The Spanish village of Belchite was destroyed in the Spanish Civil War, and has been left ruined as  a monument to the conflict. Courtesy of Flickr user Angel.
The Spanish village of Belchite was destroyed in the Spanish Civil War, and has been left ruined as a monument to the conflict. Courtesy of Flickr user Angel.

Writing well in advance of yesterday’s Israeli ground invasion of Gaza, The Jewish Daily Forward examined the political buildup to the conflict in Israel. Gregg Carlstrom provides context for Hamas’ preparation for conflict, arguing that while the organization is very weak, it probably does not face an existential threat. Fast-forwarding to Thursday, Carlstrom has three main conclusions on the development of the conflict: the peace negotiations were an Israeli-sponsored sham, Hamas is deeply divided, and it’s not entirely clear how the conflict ends. And despite the escalation, Israel and Hamas both need each other politically. The four Gazan children killed on a beach while playing soccer made headlines around the world Wednesday, and the New York Times’ Tyler Hicks has a particularly poignant take. Human Rights Watch’s Bill van Esveld delivers a stinging indictment of Israeli military policies in the role of the four boys’ death, “…they were the inevitable result of the IDF’s practice, seen in several incidents in Gaza since July 7, of firing before determining that the target is military…” Finally, it seems real threats of violence makes Israelis and Palestinians less supportive of peace.

The other major story of the week was the downing of the Malaysian Airlines MH17 flight over eastern Ukraine. For now, the most probable sequence of events is that pro-Russian separatists lacked the technology to determine they were firing at a civilian airliner. At Think Progress, Hayes Brown offers the geopolitical context for the incident. Lastly, Joshua Keating reminds us that the MH17 is the most recent in a long history of air disasters.

Writing on Thursday night, David Rothkopf notes that low-intensity conflicts, such as those in Gaza and eastern Ukraine, are often decided by well-publicized accidents, “Nations act as though the careful plans of their militaries and intelligence operations can harness the chaos of combat and guide it to advance their interests. And then the unplanned happens, collateral damage occurs, and it has a bigger impact on politics and the position of combatants than all the calculated elements of the conflict added up.”

The UN’s Force Intervention Brigade has been a revelation in the eastern DRC, and analyst Christoph Vogel examines its performance thus far. The next obstacle is confronting the FDLR, but political obstacles may prove more daunting than military ones.

Iranian Foreign Minister Javad Zarif gave NBC’s Meet the Press a very candid interview as the deadline for Iranian nuclear negotiations approaches. Between minutes 6:00 and 9:00, Zarif presents a very nuanced portrait of Iranian domestic politics.
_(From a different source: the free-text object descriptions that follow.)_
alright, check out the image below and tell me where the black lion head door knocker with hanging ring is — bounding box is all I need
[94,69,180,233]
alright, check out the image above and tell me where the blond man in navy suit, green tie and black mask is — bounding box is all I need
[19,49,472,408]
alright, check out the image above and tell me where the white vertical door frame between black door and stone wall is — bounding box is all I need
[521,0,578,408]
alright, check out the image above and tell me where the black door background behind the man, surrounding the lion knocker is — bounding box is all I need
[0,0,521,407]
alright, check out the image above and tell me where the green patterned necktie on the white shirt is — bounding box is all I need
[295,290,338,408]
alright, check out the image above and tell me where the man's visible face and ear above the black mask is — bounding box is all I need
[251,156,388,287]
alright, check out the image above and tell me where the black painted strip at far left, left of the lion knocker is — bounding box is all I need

A fascinating new study, summarized in the Monkey Cage, argues that religion did in fact mobilize protesters in the Arab Spring, but not in the way one might expect. Koran reading was positively correlated with protest participation, while frequent mosque attendance was negatively correlated with the same phenomenon.

Building on Alex DeWaal’s work on the concept of a “political marketplace”, Marielle Debos examines patronage networks and cycles of conflict in Chad.
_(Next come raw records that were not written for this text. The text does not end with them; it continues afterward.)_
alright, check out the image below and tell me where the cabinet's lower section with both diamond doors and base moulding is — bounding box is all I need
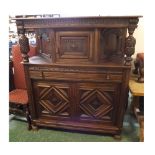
[31,81,121,134]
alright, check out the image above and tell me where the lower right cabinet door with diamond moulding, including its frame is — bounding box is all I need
[79,83,120,123]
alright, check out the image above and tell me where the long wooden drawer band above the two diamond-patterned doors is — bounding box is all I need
[29,68,123,82]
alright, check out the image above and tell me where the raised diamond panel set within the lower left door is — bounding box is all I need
[39,86,69,115]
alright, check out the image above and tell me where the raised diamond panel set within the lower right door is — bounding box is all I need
[80,89,113,119]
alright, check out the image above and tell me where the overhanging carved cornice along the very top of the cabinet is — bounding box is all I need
[12,15,141,29]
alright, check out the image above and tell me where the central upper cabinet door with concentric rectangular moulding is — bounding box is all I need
[56,31,93,62]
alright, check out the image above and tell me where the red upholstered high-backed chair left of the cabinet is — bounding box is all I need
[9,45,36,130]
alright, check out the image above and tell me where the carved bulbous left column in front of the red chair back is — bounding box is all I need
[19,30,30,62]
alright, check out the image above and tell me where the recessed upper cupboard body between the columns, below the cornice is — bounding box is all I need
[36,28,127,63]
South Sudan has struggled mightily since independence three years ago, and Lesley Anne Warner traces how the world’s youngest country finds itself on the brink. An excerpt from a book on South Sudanese rebel leader Riek Machar’s late wife concisely outlines just how complex conflict is in the country. Finally in South Sudan, the International Crisis Group demonstrates the many complications of including civil society in peace negotiations.

Rachel Strohm argues scholars researching how to end conflicts have neglected to understand the durability of peace.